The author used materials from that discipline, ‘the most valuable parts’. In general the book is dedicated to simply what resources and tools to use and how an architect can operate them. It became important not to lose touch with the reality, but also he stated “you can’t design and build only based on studies of spatial composition (it becomes formalism), but you can’t manage without it”. This textbook does not renounce the experience and heritage of constructivism of the 1920s but he strongly against formalism in the future. This textbook laid grounds for future architects of 1930s and 1940s.

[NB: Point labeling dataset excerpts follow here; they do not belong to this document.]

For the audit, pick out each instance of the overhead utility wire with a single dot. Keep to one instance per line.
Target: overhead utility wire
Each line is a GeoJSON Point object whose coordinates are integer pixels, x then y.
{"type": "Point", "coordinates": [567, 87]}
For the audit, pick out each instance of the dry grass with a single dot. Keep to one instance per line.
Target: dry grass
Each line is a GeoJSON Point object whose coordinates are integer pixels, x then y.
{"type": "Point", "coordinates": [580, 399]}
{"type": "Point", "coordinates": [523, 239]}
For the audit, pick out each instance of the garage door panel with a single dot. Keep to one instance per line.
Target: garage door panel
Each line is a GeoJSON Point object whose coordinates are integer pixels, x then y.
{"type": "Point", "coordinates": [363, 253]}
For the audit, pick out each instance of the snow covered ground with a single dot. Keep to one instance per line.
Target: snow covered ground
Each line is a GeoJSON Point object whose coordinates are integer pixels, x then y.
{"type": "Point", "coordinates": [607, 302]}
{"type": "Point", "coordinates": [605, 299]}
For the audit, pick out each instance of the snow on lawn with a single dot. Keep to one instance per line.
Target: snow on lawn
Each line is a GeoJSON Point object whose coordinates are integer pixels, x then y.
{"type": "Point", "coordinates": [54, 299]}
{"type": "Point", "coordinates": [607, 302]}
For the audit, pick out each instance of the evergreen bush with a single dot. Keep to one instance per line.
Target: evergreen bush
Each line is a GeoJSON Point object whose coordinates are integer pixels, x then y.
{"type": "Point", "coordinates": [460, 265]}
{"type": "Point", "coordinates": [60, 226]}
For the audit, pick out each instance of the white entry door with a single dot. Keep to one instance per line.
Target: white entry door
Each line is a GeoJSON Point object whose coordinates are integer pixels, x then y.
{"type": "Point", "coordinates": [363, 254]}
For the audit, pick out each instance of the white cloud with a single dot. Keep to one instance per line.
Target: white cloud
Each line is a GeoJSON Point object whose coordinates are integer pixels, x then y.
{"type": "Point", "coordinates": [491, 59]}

The book is illustrated throughout, and the most impressive are combinations of old and new architecture on one page or a turn, like Parthenon frieze and The Dnieper Hydroelectric Station (designed by constructivist architects Viktor Vesnin and Nikolai Kolli), or Palazzo Valmarana and Le Corbusier’s house, or The Admiralty building in St. Petersburg and The Derzhprom building in Kharkiv, or Novgorod cathedral and Konstantin Melnikov’s club in Moscow. The book’s application is also worth attention: it includes tasks for students and examples of their solutions (practical work for first year students of “Space” discipline at VKHUTEIN 1923-1933). The most interesting part are photographs of architectural models which are basically exemplary task solutions (see photos).
Vladimir Fedorovich Krinsky (1890-1971) was one of the prominent representatives of the architectural rationalism (one of the main architectural groups in 1920s-30s). He was a professor at VKHUTEMAS in 1920s and a head of the United workshop (‘Obmas’) with Ladovsky and Dokuchaev. During his work at VKHUTEMAS he made a significant contribution to improving the methods of developing spatial thinking among future architects. He himself experimented a lot with the volume, color and texture of the material, revealing the artistic possibilities of these means of architectural expressiveness and developing the most effective methods of teaching. This experience was summed up in this book (together with I.V. Lamtsov and M.A. Turkus) approved for the architectural universities.
Worldcat locates copies at Columbia, Getty, Arizona State University.